Unterstützer der Oury-Jalloh-Initiative reagierten empört auf das Karlsruher Urteil. Sie riefen im Gerichtssaal: „Schande!“ und „Oury Jalloh - das war Mord!“. Ein von der Initiative in Auftrag gegebenes Gutachten eines irischen Brandsachverständigen gilt als Auslöser der weiteren Ermittlungen der Dessauer Staatsanwaltschaft.
"Fassungslosigkeit und Ratlosigkeit"
„Der tragische Tod bewegt die Öffentlichkeit ganz zu Recht und hinterlässt Fassungslosigkeit und Ratlosigkeit“, sagte die Vorsitzende Richterin Beate Sost-Scheible zur Urteilsverkündung. Doch Erwartungen der Öffentlichkeit dürften „nicht Maßstab für die Entscheidungsfindung eines Gerichts sein“. Das Urteil traf indes auf Kritik.
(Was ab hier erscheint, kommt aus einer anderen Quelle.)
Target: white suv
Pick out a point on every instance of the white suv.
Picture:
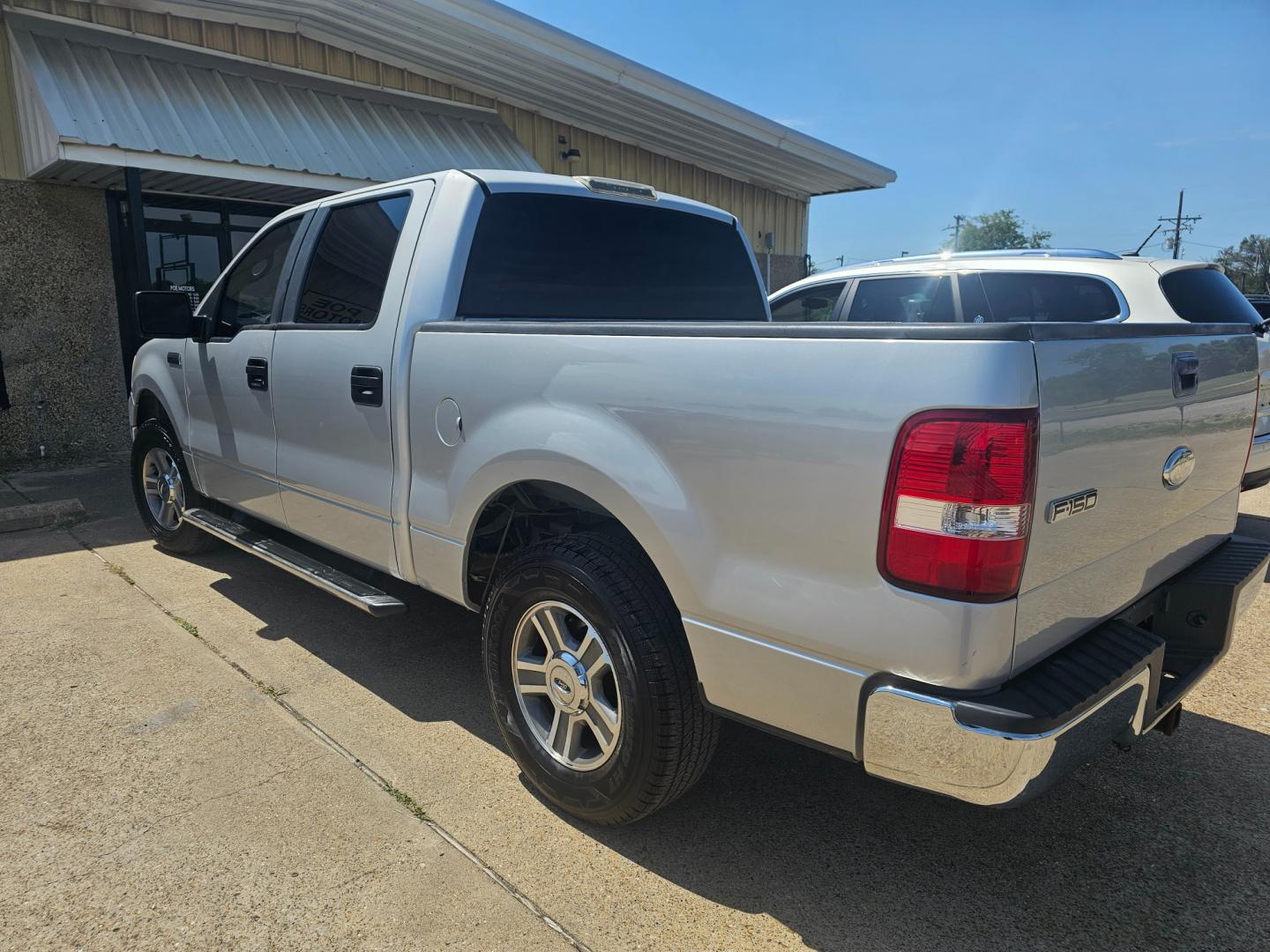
(1042, 285)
Es sei eine große Enttäuschung und werde dem Opfer nicht gerecht, sagte die Parlamentarische Geschäftsführerin der Grünen, Steffi Lemke, aus Dessau-Roßlau. „Es ist beschämend, dass in einem Rechtsstaat ein Mensch in staatlichem Gewahrsam unter ungeklärten Umständen zu Tode kommen kann und die Todesumstände nun für immer ungeklärt bleiben werden.“
Der Fall beschäftigte den 4. Strafsenat des BGH schon zum zweiten Mal. 2010 hob er einen Freispruch des Landgerichts Dessau auf. Daraufhin befand das Landgericht Magdeburg in einem neuen Prozess, dass der verantwortliche Dienstgruppenleiter gegen Bestimmungen der Gewahrsamsordnung verstoßen hatte, und gelangte im Dezember 2012 zu dem Urteil wegen fahrlässiger Tötung.
Was die Verteidigung des Polizisten zum Urteil sagt, lesen Sie auf Seite 2.
Zwar hätte der Polizist den Gewahrsam von einem Richter überprüfen lassen müssen. Das Gericht gestand dem Angeklagten hier aber einen „unvermeidbaren Verbotsirrtum“ zu, weil der Polizist die Bestimmung nicht gekannt habe und weil dies bei der Dessauer Polizei keine gängige Praxis gewesen sei. Der Verteidiger des heute 54 Jahre alten Polizisten, Hans-Jörg Böger, sprach von einem „salomonischen Urteil“. Jeder weitere Tag in dem Verfahren hätte für seinen kranken Mandanten einen massiven psychischen Druck bedeutet. Der Anwalt hatte Freispruch beantragt.
Ein Sprecher eines Dessauer Bündnisses, das Gedenkveranstaltungen für Jalloh in der Stadt unterstützt, nannte das Urteil einen Skandal. „Denn es gehört zum ABC eines Polizisten, dass er weiß, dass ein Richter über den Gewahrsam zu entscheiden hat.“ Vom Land Sachsen-Anhalt forderte er, Jallohs Familie zu entschädigen. Laut Sost-Scheible hat das Landgericht Magdeburg an 67 Verhandlungstagen eine umfassende Beweisaufnahme vorgenommen. Bei der Würdigung der Beweise habe es keine Rechtsfehler gegeben. Dies gelte auch für die Feststellung der Brandursache.
50 Seiten Stellung zur Todesursache
Das Landgericht habe im Urteil auf mehr als 50 Seiten Stellung zur Todesursache genommen, sagte ein Sprecher in Magdeburg. Eine Fremdeinwirkung konnte seinen Angaben zufolge ausgeschlossen werden. „Wenn ein Richter Jalloh gesehen hätte, hätte er sicherlich keinen Anlass gesehen, den Gewahrsam fortzusetzen, und die Einweisung in ein Krankenhaus veranlasst“, sagte Gabriele Heinecke, Rechtsanwältin von Jallohs Bruder Mamadou Saliou Diallo. Die Nebenkläger hatten eine Aufhebung des Magdeburger Urteils beantragt und eine Verurteilung des Polizisten wegen Freiheitsberaubung mit Todesfolge verlangt.
Jalloh war in Gewahrsam, weil ihm vorgeworfen wurde, mehrere Frauen belästigt zu haben. Außerdem sollte seine Identität geklärt werden. Da er sich heftig wehrte, wurde er an Händen und Füßen gefesselt.